„In Vancouver’s Kirche gehen Flip-Flops und mp3-Player zeitgeistig zum Gottesdienst“
In Deutschland sind wir nach dem ersten Blick auf die Gehaltsabrechnung aus der Kirche ausgetreten. Die Besuche beschränken sich auf Hochzeiten, Beerdigungen, Taufen und Konfirmationen. Die Atmosphäre ist immer beklemmend, es muss absolut still sein, jeder fühlt sich von jedem beobachtet und nach kurzer Zeit ruckeln alle unbequem auf den Holzbänken herum. Die Lieder sind deprimierend und es sind nur eine Hand voll Leute mit und die auch noch schlecht. Warum sollten wir also in die Kirche gehen, wenn man sich danach nicht besser fühlt oder „etwas zum Nachdenken mitgenommen hat“?
Unsere Oma Ilse fährt also jeden Sonntag um 11.15 Uhr in die Kirche Ontario Ecke 10th Street quer durch halb Vancouver, um bei diesem Gottesdienst dabei zu sein. Und sie ist danach begeistert, motiviert und erzählt von den Gedanken und Geschichten, die der Pastor von sich gegeben hat. Wir sind also neugierig, von den humanen Gottesdienstzeiten begeistert und gehen mit.
Die Kirche sieht wie ein gemütliches Gemeindehaus aus. Überall herrscht quirlige Gelassenheit, aus dem Hauptsaal hören wir schon von Weitem fröhliche Gitarrenmusik mit gutem Chorgesang. Die Besucher sehen nicht verkleidet aus, sondern tragen T-Shirt und Flip-Flops. Der Altersdurchschnitt liegt bei 35 Jahren und wir bemerken erstaunlich viele Kinder. Neben uns sitzt ein junger Mann und trinkt seinen „to-go-Kaffee“ aus der Thermoskanne. Den hätte er zu Hause lassen können, den vor dem Gottesdienst und nachher wird zusammen Kaffee und Tee getrunken, Plätzchen gegessen und gequatscht. Ich muss nicht erzählen, dass die Kirche bis auf den letzten Platz gefüllt ist?
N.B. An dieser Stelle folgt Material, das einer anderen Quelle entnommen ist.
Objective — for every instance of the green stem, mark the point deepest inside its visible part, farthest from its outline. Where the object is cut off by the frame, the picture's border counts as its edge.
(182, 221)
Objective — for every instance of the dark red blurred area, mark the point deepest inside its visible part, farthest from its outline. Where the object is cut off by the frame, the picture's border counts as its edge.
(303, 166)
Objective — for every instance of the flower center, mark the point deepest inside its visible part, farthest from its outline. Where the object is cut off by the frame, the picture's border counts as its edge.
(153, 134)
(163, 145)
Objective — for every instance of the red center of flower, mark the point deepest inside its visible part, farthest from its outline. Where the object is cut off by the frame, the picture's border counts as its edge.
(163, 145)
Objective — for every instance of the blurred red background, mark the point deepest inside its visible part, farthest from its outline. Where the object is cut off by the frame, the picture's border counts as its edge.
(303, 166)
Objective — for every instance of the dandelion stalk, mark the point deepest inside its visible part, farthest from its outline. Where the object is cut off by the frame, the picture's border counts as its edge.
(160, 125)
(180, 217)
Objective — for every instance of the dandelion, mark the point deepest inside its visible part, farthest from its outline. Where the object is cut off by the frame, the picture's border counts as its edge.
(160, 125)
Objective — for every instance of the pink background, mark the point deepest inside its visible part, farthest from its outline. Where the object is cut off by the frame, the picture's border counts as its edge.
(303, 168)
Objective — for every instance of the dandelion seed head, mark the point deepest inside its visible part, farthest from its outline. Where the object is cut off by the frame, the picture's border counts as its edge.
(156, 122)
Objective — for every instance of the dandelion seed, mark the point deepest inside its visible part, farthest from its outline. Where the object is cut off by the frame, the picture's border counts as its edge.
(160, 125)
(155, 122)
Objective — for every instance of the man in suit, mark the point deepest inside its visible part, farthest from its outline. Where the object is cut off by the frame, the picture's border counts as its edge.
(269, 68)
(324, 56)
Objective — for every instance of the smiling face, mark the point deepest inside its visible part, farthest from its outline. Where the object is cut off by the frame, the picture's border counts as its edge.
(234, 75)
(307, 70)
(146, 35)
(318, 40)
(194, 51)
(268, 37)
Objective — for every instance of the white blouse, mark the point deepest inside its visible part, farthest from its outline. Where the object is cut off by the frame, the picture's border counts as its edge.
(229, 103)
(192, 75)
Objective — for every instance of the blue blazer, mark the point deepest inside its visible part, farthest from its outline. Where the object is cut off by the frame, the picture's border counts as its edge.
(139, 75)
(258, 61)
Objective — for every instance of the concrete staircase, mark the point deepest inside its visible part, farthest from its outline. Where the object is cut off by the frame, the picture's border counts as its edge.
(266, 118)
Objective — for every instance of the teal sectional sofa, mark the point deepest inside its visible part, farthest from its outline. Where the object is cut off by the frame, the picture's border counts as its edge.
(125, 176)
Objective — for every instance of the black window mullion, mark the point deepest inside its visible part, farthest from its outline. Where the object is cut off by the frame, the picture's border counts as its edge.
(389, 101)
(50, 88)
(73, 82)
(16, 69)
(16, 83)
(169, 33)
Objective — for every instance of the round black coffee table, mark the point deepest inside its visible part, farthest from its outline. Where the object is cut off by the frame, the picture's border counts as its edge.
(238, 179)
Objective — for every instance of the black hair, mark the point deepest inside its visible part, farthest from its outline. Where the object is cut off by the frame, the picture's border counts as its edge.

Der Gottesdienst beginnt also mit Musik. Danach kommt ein kurzer Vortrag über eine Hilfsaktion in Kambodscha und dann springt auch schon der junge Pastor mit asiatischem Aussehen nach vorn. Sein heutiges Thema wird über Beamer auf die Großbildleinwand angekündigt, es ist ein Filmausschnitt. Rhetorik und Präsentationstechnik vom Feinsten. Und es ist die Abwechslung, die kein Marketing-/Rhetorikseminar besser vermitteln könnte. Er spricht aus seinem Leben, schlägt die Brücke zu Textpassagen in der Bibel und verdeutlicht alles, in dem er unter seinem Stuhl eine Eisenkette hervor holt. Das Thema ist heute „lege deine eigenen Ketten ab. Du bist für dich verantwortlich.“ Wir schmunzeln in uns hinein, denn wir wissen genau, was er meint.
Zunächst für uns befremdlich strecken einige Besucher die Hände beim Singen und zum Gebet in die Luft oder öffnen ihre Hände „zum Empfangen“. Warum eigentlich nicht? Jeder hat eine andere Art Dinge in sich aufzunehmen, zu meditieren oder zu entspannen. Nach dem Gottesdienst erfahren wir beim Tee und Kuchen im Foyer noch mehr verblüffende Dinge: Kinder dürfen während des Gottesdienstes in den Kindergarten zum Spielen kommen. Die gestressten Eltern können verschnaufen und ihre Kleinen können per Leinwand das Geschehen verfolgen. Es gibt viele „weltliche Aktionen“ wie Vorträge ( z.Bsp. Obdachlose erzählen aus ihrem Alltag), Flohmärkte, Eheberatungen, Sportseminare und Feste. Der Bau der Kirche wurde privat finanziert. Jeder konnte seinen Beitrag leisten und einen Sack Zement, eine Türklinke oder ein Fenster kaufen. Nach dem Motto „Kleinvieh macht auch Mist“. Und wen überrascht es, dass es den Gottesdienst als Podcast und mp3 (www.tenth.ca/resources/audio) oder als DVD für Neulinge kostenlos gibt. Den Weg zum Glauben gibt es hier nicht in fertigen Konservendosen, die immer wieder unverändert serviert werden. Diese Kirche trifft den Zeitgeist, entwickelt sich mit und ist dazu auch noch unterhaltsam. Das ist doch der neue Trend in unserer „viel zu beschäftigten Gesellschaft“: Let me entertain you. Und wenn Robby Williams das singt, dann wird es schon stimmen.